Ganz anders funktioniert das House-of-Brands-Modell, bei dem einzelne Marken weitgehend eigenständig als sogenannte Produktmarken auftreten. Jede Marke hat ihre eigene Identität, Positionierung und Zielgruppe, während die Unternehmensmarke eher im Hintergrund agiert. Diese Strategie ermöglicht maximale Flexibilität: Produkte können unabhängig voneinander wachsen, sich verändern oder neue Märkte erobern.

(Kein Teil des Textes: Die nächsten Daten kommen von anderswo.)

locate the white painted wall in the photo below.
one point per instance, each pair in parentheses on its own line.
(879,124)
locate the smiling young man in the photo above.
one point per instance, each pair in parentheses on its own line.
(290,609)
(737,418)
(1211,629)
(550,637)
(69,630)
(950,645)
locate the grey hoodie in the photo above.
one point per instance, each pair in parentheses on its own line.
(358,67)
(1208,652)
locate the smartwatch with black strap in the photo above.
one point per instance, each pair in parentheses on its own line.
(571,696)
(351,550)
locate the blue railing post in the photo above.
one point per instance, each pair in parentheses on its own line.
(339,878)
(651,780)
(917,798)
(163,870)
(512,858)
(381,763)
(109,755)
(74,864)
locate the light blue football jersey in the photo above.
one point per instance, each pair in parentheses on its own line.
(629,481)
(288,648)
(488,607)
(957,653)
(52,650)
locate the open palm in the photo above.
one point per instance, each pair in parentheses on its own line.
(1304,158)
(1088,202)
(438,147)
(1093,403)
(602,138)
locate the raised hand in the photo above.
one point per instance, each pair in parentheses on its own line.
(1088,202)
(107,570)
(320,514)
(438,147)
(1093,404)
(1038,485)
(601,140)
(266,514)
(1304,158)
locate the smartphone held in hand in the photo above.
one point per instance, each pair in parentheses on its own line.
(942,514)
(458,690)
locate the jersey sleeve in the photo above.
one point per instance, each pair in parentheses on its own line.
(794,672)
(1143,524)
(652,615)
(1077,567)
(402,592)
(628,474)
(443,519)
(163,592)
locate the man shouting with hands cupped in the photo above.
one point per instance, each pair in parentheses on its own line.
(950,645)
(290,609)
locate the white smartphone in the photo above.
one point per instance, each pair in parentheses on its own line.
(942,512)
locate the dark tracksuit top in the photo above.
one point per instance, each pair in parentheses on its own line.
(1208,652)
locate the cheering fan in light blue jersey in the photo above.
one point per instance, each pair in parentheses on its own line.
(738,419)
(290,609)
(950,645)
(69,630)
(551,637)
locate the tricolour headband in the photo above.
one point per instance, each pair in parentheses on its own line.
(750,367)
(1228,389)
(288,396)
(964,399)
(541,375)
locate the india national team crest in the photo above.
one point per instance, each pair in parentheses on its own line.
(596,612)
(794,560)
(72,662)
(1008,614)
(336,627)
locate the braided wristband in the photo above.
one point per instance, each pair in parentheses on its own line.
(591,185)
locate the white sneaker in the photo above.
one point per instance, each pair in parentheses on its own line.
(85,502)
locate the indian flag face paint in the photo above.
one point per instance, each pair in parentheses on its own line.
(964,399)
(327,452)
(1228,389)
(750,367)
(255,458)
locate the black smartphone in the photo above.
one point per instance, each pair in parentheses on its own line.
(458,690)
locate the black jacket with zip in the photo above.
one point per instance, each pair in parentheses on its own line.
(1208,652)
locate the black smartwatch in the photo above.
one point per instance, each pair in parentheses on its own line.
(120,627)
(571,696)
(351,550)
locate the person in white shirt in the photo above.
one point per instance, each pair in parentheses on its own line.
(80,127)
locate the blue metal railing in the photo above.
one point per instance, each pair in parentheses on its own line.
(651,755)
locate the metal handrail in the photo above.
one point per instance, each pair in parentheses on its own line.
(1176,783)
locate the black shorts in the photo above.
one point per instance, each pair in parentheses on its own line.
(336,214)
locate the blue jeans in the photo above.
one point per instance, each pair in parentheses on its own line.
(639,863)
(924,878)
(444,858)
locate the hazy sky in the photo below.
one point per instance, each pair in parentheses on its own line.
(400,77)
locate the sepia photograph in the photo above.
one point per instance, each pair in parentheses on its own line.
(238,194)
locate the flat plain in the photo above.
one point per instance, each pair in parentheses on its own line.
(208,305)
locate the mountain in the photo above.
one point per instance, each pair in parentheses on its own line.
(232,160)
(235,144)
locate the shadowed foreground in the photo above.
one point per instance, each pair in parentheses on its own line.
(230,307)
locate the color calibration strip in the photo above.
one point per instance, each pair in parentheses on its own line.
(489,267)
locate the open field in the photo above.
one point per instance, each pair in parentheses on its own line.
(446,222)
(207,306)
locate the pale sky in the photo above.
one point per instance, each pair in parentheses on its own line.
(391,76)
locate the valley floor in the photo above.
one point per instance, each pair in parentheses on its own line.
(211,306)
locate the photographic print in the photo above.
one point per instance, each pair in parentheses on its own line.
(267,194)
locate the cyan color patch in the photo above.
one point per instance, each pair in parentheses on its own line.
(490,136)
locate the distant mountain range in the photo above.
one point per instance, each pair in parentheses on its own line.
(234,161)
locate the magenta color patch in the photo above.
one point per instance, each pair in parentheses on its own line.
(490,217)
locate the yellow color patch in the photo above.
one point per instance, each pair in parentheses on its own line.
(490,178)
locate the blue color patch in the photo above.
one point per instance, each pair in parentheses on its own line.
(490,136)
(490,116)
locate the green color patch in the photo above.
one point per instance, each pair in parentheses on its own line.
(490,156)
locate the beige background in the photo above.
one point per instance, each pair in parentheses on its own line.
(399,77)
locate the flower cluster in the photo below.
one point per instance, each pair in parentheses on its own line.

👉 Procter & Gamble oder Unilever sind klassische Beispiele dafür: Marken wie Pampers, Ariel oder Dove agieren eigenständig und sprechen unterschiedliche Kundengruppen an, ohne dass die Unternehmensmarke selbst prominent auftritt. Der Nachteil liegt im höheren Marketingaufwand, da Synergien zwischen den Marken nur begrenzt genutzt werden können, und Kund:innen weniger Verbindungen zwischen den Marken erkennen.

Hybrid / Endorsed Brands

Zwischen diesen Extremen gibt es die Hybrid- oder Endorsed-Strategie, bei der einzelne Marken eigenständig auftreten, aber durch die übergeordnete Marke unterstützt oder „endorsed“ werden. Die einzelnen Marken behalten ihre Identität, profitieren jedoch vom Vertrauen und der Reputation der Unternehmensmarke.

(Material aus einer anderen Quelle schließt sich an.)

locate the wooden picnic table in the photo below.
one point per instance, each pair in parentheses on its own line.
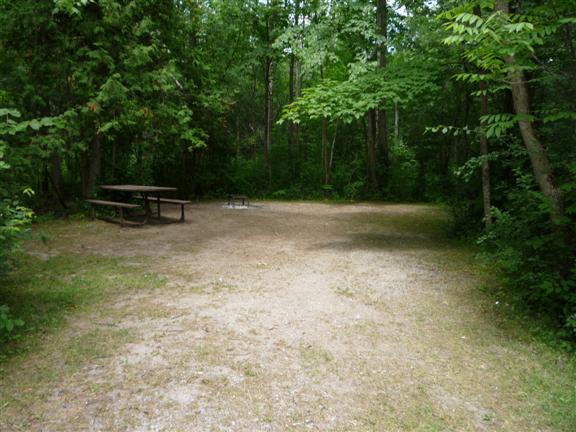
(144,191)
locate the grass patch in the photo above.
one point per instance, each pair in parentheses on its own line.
(43,293)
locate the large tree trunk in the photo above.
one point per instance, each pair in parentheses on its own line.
(538,157)
(294,80)
(382,128)
(486,199)
(371,148)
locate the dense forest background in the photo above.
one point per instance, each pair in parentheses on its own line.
(467,103)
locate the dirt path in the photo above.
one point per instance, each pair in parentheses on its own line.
(294,317)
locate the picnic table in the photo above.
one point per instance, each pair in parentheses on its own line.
(142,190)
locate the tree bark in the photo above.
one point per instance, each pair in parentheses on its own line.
(56,178)
(293,128)
(371,148)
(325,152)
(538,157)
(486,196)
(93,166)
(381,115)
(396,121)
(268,83)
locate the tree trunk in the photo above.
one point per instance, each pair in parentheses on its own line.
(486,199)
(56,178)
(268,83)
(93,166)
(396,121)
(293,93)
(371,148)
(325,152)
(538,157)
(382,128)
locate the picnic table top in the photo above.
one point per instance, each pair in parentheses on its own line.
(137,188)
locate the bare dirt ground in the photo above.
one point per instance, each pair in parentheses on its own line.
(288,317)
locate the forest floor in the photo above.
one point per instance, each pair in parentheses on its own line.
(282,317)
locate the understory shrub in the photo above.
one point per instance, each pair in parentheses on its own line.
(535,256)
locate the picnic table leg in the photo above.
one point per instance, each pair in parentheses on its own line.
(147,210)
(181,212)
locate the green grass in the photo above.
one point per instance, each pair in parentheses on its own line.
(43,293)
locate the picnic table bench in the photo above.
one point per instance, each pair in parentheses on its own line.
(117,205)
(233,199)
(159,200)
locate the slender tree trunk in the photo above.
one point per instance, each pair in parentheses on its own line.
(371,148)
(396,121)
(538,157)
(325,152)
(93,165)
(486,198)
(56,178)
(268,83)
(382,127)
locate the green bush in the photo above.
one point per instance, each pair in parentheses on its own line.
(536,257)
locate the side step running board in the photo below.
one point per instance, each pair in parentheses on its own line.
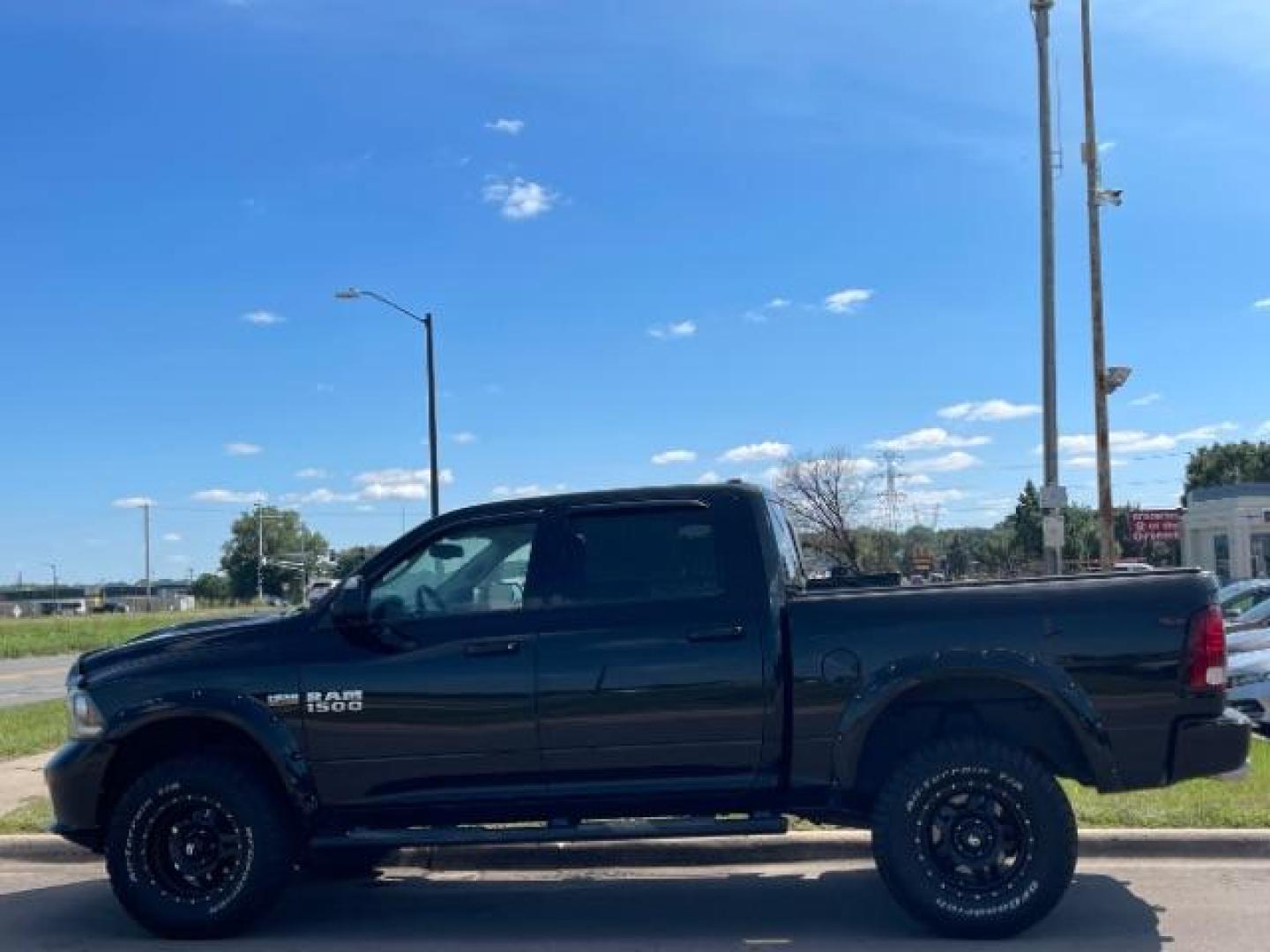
(557,831)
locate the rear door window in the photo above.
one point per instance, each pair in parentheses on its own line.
(641,555)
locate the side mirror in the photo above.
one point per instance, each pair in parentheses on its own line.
(348,606)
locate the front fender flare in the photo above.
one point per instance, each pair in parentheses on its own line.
(234,710)
(1052,683)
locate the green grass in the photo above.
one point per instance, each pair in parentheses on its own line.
(32,729)
(32,816)
(1195,804)
(29,637)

👉 Ein Beispiel dafür ist Marriott: Hotels wie Courtyard by Marriott (solche Marken werden auch Endorsed Brands, also empfohlene Marken, genannt) nutzen die Eigenständigkeit der Marke, werden aber zugleich durch das Dach der Unternehmensmarke gestützt. Diese Strategie kombiniert Flexibilität mit Markenvertrauen, erfordert jedoch eine sorgfältige Markenführung, um Konsistenz und Authentizität zu gewährleisten.

Wie Du schon merkst, ist es besonders wichtig, dass die Markenarchitektur – egal für welche Du dich entscheidest – nicht nur visuelle oder nominale Strukturen beschreibt. Sie beeinflusst auch Strategie, interne Kommunikation und Produktentwicklung. Wer die falsche Architektur wählt, riskiert verwirrende Botschaften, ineffiziente Marketinginvestitionen und einen Verlust an Markenkohärenz.

 

Welche Markenarchitektur passt zu Dir?

Die Entscheidung für eine Markenarchitektur hängt stark von Unternehmensgröße, Portfolio-Komplexität und Zielgruppe ab.

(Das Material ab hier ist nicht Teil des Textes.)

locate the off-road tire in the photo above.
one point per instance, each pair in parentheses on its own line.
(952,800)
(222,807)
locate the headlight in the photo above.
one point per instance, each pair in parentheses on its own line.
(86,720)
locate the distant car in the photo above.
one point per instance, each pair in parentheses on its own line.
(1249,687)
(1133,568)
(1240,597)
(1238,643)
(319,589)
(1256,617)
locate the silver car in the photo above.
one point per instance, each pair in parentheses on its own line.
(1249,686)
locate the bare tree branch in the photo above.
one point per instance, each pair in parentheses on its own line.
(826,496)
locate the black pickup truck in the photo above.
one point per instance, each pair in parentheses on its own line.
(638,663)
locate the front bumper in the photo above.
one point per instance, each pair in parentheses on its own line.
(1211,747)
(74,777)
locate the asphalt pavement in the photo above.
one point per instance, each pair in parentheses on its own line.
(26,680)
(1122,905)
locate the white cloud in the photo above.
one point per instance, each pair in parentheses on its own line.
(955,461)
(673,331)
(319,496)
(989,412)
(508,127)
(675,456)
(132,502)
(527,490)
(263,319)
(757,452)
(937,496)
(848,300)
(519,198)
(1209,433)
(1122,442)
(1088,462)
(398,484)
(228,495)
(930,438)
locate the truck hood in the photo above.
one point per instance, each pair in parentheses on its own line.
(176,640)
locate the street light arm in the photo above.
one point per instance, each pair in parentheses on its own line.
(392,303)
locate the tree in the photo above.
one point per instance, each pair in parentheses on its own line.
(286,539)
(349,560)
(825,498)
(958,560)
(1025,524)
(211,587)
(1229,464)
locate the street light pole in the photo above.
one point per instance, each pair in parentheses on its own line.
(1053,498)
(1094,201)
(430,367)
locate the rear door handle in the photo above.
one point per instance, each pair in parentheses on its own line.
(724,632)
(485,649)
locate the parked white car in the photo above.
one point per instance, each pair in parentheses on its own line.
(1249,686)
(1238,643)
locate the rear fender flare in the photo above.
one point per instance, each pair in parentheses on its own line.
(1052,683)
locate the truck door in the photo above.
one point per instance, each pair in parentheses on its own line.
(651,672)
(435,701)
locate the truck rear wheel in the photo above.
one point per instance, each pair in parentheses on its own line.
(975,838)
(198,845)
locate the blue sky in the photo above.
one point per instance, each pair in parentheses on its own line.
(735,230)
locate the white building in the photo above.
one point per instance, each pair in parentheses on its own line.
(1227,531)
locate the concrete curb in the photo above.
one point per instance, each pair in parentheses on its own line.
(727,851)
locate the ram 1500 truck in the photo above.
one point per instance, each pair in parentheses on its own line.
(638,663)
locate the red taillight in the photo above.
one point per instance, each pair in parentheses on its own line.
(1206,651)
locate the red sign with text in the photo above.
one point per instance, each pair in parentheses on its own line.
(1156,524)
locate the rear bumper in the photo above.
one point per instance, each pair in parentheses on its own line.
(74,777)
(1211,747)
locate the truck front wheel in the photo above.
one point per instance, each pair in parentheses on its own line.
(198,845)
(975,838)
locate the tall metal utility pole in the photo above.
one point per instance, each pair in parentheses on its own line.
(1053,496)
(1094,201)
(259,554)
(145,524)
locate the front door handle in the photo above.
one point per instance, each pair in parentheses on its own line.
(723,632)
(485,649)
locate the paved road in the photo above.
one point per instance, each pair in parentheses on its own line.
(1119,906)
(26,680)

Start-ups profitieren häufig von einer klaren Dachmarke, da sie so eine erkennbare Identität aufbauen, die Kommunikation vereinfacht und die Employer-Value-Proposition oder Produktbotschaften bündelt.

Mittelständische Unternehmen nutzen oft Hybridstrategien: Sie haben einzelne Produktlinien, die eigenständig kommuniziert werden müssen, gleichzeitig aber das Vertrauen und die Reputation der Unternehmensmarke nutzen sollen.

Große Unternehmen mit umfangreichen Portfolios setzen schließlich häufig auf ein House-of-Brands-Modell, um unterschiedliche Zielgruppen spezifisch anzusprechen und Risiken zu isolieren. Gleichzeitig bleibt die Unternehmensmarke als Garant für Qualität und Seriosität im Hintergrund sichtbar.

Auch bei international agierenden Unternehmen kann das House-of-Brands-Modell Vorteile bringen, da einzelne Produkte oder Marken in verschiedenen Märkten unterschiedliche Wahrnehmung und Akzeptanz genießen, während die Dachmarke weniger stark in Erscheinung tritt.

 

Markenarchitektur für Einzelunternehmer:innen

Für Solopreneure mag das Thema Markenarchitektur zunächst überdimensioniert wirken. Schließlich bist Du als Einzelperson oft gleichzeitig Gründer:in, Marketingabteilung, Produktentwickler:in und Kund:innenbetreuer:in.

Dennoch lohnt es sich, auch hier strukturiert vorzugehen: Eine klare Markenarchitektur hilft Dir, Deine Angebote konsistent zu positionieren und Deinem Publikum zu vermitteln, wofür Du stehst. Selbst wenn Du nur ein Produkt oder eine Dienstleistung anbietest, solltest Du überlegen, welche Botschaften, Werte und visuellen Elemente Deine Marke transportieren und wie Du diese bei zukünftigen Erweiterungen skalierbar halten kannst.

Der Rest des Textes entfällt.